An hour past sunrise. The downpour past, a Carolina wren and a common yellowthroat both sing in fast waltz time.
rain
3/24/2012
Rain. Two deer in a high-speed chase crash through the laurel, the one in pursuit grunting like a buck gone into rut eight months early.
3/16/2012
At dawn, scattered drops—a passing shower. Spring peepers in the corner of the field call in spurts, like an engine running out of fuel.
1/27/2012
The white flame of a deer’s tail bobs among the laurel. Another doe shakes her head, flinging rain water in all directions.
1/17/2012
Cold rain drips in the pre-dawn darkness. The wail of a locomotive sounds frighteningly close and full of an obscure, mechanical longing.
12/21/2011
A dark dawn. As light grows, the rain falls harder, thundering on the porch roof, drowning out all other sounds but a locomotive’s wail.
12/7/2011
Rain. I’m mesmerized by the driveway puddles, how rings of ripples form and overlap, each raindrop magnified at the point of termination.
11/24/2011
The ground is still saturated from Tuesday’s rain.
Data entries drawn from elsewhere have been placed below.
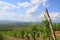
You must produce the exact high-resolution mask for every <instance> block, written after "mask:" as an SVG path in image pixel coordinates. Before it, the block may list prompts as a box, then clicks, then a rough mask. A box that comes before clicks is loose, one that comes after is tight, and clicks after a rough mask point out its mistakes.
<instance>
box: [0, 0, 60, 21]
mask: <svg viewBox="0 0 60 40" xmlns="http://www.w3.org/2000/svg"><path fill="white" fill-rule="evenodd" d="M46 8H47V9H48V12H49V15H50V17H51V20H52V21H53V22H60V0H0V20H10V21H20V22H41V21H42V20H43V19H44V16H43V14H44V12H45V9H46Z"/></svg>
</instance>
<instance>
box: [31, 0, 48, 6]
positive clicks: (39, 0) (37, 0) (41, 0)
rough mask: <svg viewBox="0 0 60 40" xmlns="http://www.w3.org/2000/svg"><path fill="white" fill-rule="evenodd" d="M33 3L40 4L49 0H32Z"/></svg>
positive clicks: (44, 3) (43, 3) (46, 1)
mask: <svg viewBox="0 0 60 40" xmlns="http://www.w3.org/2000/svg"><path fill="white" fill-rule="evenodd" d="M31 2H32V3H33V4H36V5H39V4H44V5H45V4H46V2H47V0H31Z"/></svg>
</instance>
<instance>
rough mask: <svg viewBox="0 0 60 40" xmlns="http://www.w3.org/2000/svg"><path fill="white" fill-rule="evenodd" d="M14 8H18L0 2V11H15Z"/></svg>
mask: <svg viewBox="0 0 60 40" xmlns="http://www.w3.org/2000/svg"><path fill="white" fill-rule="evenodd" d="M16 8H19V7H18V6H15V5H13V4H11V3H7V2H2V1H0V9H2V10H10V9H16Z"/></svg>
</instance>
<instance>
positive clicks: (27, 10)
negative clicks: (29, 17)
mask: <svg viewBox="0 0 60 40" xmlns="http://www.w3.org/2000/svg"><path fill="white" fill-rule="evenodd" d="M37 9H38V6H33V7H31V8H29V9H28V10H27V11H26V13H34V12H36V11H37Z"/></svg>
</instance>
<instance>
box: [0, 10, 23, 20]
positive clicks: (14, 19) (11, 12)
mask: <svg viewBox="0 0 60 40" xmlns="http://www.w3.org/2000/svg"><path fill="white" fill-rule="evenodd" d="M22 18H23V15H22V14H17V13H15V12H9V11H5V10H0V20H13V21H21V20H23V19H22Z"/></svg>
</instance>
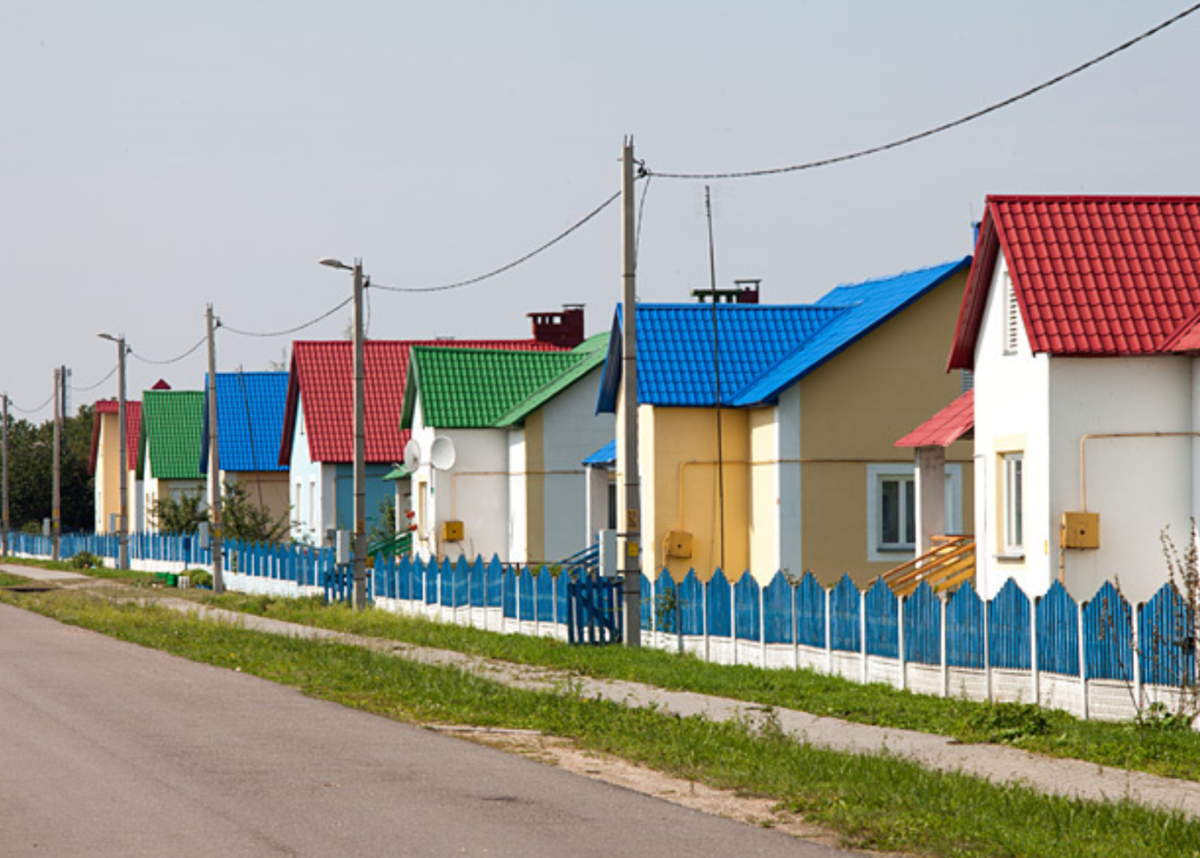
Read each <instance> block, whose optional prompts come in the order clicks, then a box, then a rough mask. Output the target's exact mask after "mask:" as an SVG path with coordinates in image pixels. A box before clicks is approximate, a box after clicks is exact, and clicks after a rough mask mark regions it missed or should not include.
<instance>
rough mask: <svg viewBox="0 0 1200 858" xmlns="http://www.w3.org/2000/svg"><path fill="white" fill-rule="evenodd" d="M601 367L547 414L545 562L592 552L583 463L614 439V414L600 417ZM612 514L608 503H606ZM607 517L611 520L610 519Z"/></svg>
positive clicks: (544, 458)
mask: <svg viewBox="0 0 1200 858" xmlns="http://www.w3.org/2000/svg"><path fill="white" fill-rule="evenodd" d="M600 376H601V367H596V368H595V370H593V371H592V372H589V373H588V374H587V376H586V377H583V378H581V379H580V380H578V382H576V383H575V384H572V385H571V386H569V388H568V389H566V390H564V391H563V392H560V394H558V396H556V397H554V398H552V400H551V401H550V402H547V403H546V406H545V407H544V408H542V409H541V416H542V420H541V427H542V466H544V468H545V470H546V472H550V473H547V474H546V475H545V480H544V486H545V491H544V497H545V504H544V509H542V511H541V515H542V516H544V518H542V527H544V530H542V533H544V534H545V554H546V557H545V558H535V559H546V560H556V559H560V558H564V557H569V556H570V554H574V553H575V552H577V551H580V550H581V548H583V547H586V540H584V533H586V530H587V522H588V509H587V492H588V484H587V476H586V474H584V468H583V464H582V462H583V460H584V458H587V457H588V456H590V455H592V454H593V452H595V451H596V450H598V449H600V448H601V446H604V445H605V444H607V443H608V442H611V440H612V439H613V433H614V432H616V428H617V425H616V421H614V419H613V415H612V414H596V413H595V403H596V396H598V394H599V390H600ZM605 510H607V497H606V498H605ZM606 515H607V514H606Z"/></svg>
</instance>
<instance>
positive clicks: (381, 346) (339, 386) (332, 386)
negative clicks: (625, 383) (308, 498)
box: [280, 340, 562, 464]
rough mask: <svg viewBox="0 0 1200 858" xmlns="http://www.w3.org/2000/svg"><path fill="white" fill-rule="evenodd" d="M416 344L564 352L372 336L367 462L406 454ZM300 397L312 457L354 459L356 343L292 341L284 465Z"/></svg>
mask: <svg viewBox="0 0 1200 858" xmlns="http://www.w3.org/2000/svg"><path fill="white" fill-rule="evenodd" d="M413 346H454V347H455V348H491V349H514V350H521V352H559V350H562V349H559V348H557V347H554V346H551V344H548V343H544V342H538V341H536V340H466V341H464V340H403V341H386V340H368V341H367V342H366V343H364V368H365V373H366V374H365V379H364V385H365V386H364V389H365V395H366V461H367V462H383V463H389V462H400V461H402V460H403V458H404V444H407V443H408V438H409V432H408V430H403V431H401V428H400V413H401V410H402V409H403V404H404V382H406V379H407V378H408V350H409V348H412V347H413ZM301 400H302V403H304V421H305V432H306V434H307V437H308V455H310V457H311V458H312V461H314V462H350V461H353V460H354V343H352V342H350V341H348V340H336V341H322V342H316V341H298V342H295V343H293V347H292V368H290V372H289V376H288V398H287V404H286V410H284V414H283V438H282V439H281V442H282V443H281V444H280V464H290V463H292V442H293V438H294V437H295V421H296V410H298V406H299V404H300V403H301Z"/></svg>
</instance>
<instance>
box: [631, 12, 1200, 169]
mask: <svg viewBox="0 0 1200 858" xmlns="http://www.w3.org/2000/svg"><path fill="white" fill-rule="evenodd" d="M1196 11H1200V2H1198V4H1195V5H1194V6H1189V7H1188V8H1186V10H1183V11H1182V12H1180V13H1178V14H1176V16H1175V17H1172V18H1168V19H1166V20H1164V22H1163V23H1162V24H1158V25H1157V26H1153V28H1151V29H1150V30H1146V31H1145V32H1142V34H1141V35H1139V36H1134V37H1133V38H1130V40H1129V41H1128V42H1123V43H1122V44H1118V46H1117V47H1115V48H1112V49H1111V50H1109V52H1105V53H1103V54H1100V55H1099V56H1096V58H1093V59H1091V60H1088V61H1087V62H1084V64H1082V65H1079V66H1075V67H1074V68H1072V70H1070V71H1067V72H1063V73H1062V74H1060V76H1057V77H1054V78H1050V79H1049V80H1046V82H1044V83H1040V84H1038V85H1037V86H1033V88H1031V89H1027V90H1025V91H1024V92H1019V94H1016V95H1014V96H1010V97H1008V98H1004V100H1003V101H998V102H996V103H995V104H990V106H988V107H985V108H983V109H980V110H976V112H974V113H968V114H967V115H965V116H961V118H959V119H955V120H953V121H950V122H946V124H943V125H938V126H937V127H934V128H928V130H926V131H922V132H919V133H916V134H910V136H908V137H902V138H900V139H899V140H893V142H890V143H884V144H882V145H878V146H871V148H870V149H860V150H858V151H854V152H848V154H846V155H838V156H834V157H830V158H821V160H820V161H809V162H806V163H802V164H791V166H788V167H773V168H769V169H757V170H740V172H736V173H659V172H656V170H649V169H646V173H647V174H649V175H656V176H660V178H662V179H694V180H706V181H707V180H715V179H750V178H754V176H764V175H778V174H780V173H797V172H799V170H809V169H816V168H817V167H829V166H832V164H838V163H844V162H846V161H853V160H856V158H863V157H866V156H868V155H877V154H880V152H886V151H888V150H889V149H899V148H900V146H905V145H908V144H910V143H916V142H917V140H923V139H925V138H926V137H932V136H935V134H940V133H942V132H943V131H949V130H950V128H956V127H958V126H960V125H966V124H967V122H971V121H973V120H976V119H979V118H982V116H986V115H988V114H989V113H995V112H996V110H1000V109H1002V108H1006V107H1008V106H1009V104H1015V103H1016V102H1019V101H1022V100H1025V98H1028V97H1030V96H1032V95H1036V94H1038V92H1040V91H1043V90H1046V89H1050V88H1051V86H1054V85H1055V84H1060V83H1062V82H1063V80H1067V79H1068V78H1072V77H1074V76H1076V74H1079V73H1080V72H1082V71H1086V70H1088V68H1091V67H1092V66H1096V65H1099V64H1100V62H1103V61H1104V60H1108V59H1109V58H1111V56H1116V55H1117V54H1120V53H1121V52H1123V50H1128V49H1129V48H1132V47H1133V46H1135V44H1138V43H1139V42H1142V41H1145V40H1147V38H1150V37H1151V36H1153V35H1157V34H1159V32H1162V31H1163V30H1165V29H1166V28H1169V26H1171V25H1172V24H1176V23H1178V22H1180V20H1182V19H1183V18H1187V17H1188V16H1189V14H1192V13H1194V12H1196Z"/></svg>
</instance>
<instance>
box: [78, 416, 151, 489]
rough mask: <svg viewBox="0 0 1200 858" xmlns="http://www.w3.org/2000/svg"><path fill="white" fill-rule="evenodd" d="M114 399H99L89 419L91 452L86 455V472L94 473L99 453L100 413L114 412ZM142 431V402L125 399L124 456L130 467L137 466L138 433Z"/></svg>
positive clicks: (93, 473) (99, 433)
mask: <svg viewBox="0 0 1200 858" xmlns="http://www.w3.org/2000/svg"><path fill="white" fill-rule="evenodd" d="M116 406H118V403H116V400H100V401H98V402H97V403H96V413H95V414H94V415H92V419H91V452H90V454H89V456H88V473H89V474H95V473H96V457H97V456H98V455H100V415H101V414H116V410H118V409H116ZM140 431H142V403H140V402H133V401H130V400H126V401H125V456H126V460H125V462H126V464H127V466H128V467H130V468H136V467H137V461H138V433H139V432H140Z"/></svg>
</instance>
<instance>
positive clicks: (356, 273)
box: [319, 257, 367, 610]
mask: <svg viewBox="0 0 1200 858" xmlns="http://www.w3.org/2000/svg"><path fill="white" fill-rule="evenodd" d="M319 262H320V264H322V265H328V266H329V268H338V269H342V270H343V271H353V272H354V607H355V608H359V610H361V608H365V607H366V606H367V524H366V506H367V504H366V446H367V445H366V396H365V391H364V374H365V373H364V366H362V365H364V360H362V289H364V277H362V260H361V259H355V260H354V265H347V264H346V263H343V262H341V260H340V259H334V258H331V257H325V258H323V259H320V260H319Z"/></svg>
Through the hole in my yard, the sound of the underground stream’s insurgent song.
11/21/2011
No wind, but some slight motion of the air brings the sound of trucks and the sour smell of sewage up the hollow. The first drops of rain.
11/15/2011
Muddy footprints cross the porch and stop in front of my chair. Their probable owner crouches nearby in the rain like an evicted squatter.
11/14/2011
Warm and wet—almost a March day, were it not for that rustle the rain makes on leaves, still crisp and curled in the first blush of death.
10/26/2011
The walk is shiny with recent rain, and the west wind is damp and full of sounds from the valley: tires humming, the heavy thrum of a train.
10/14/2011
Rain. And in the woods, a continual downward flight of leaves, meandering from side to side like all lost things. The rain falls harder.
10/13/2011
Rain and fog. A pileated woodpecker performs invasive surgery on a locust tree next to the springhouse, removing a malignant colony of ants.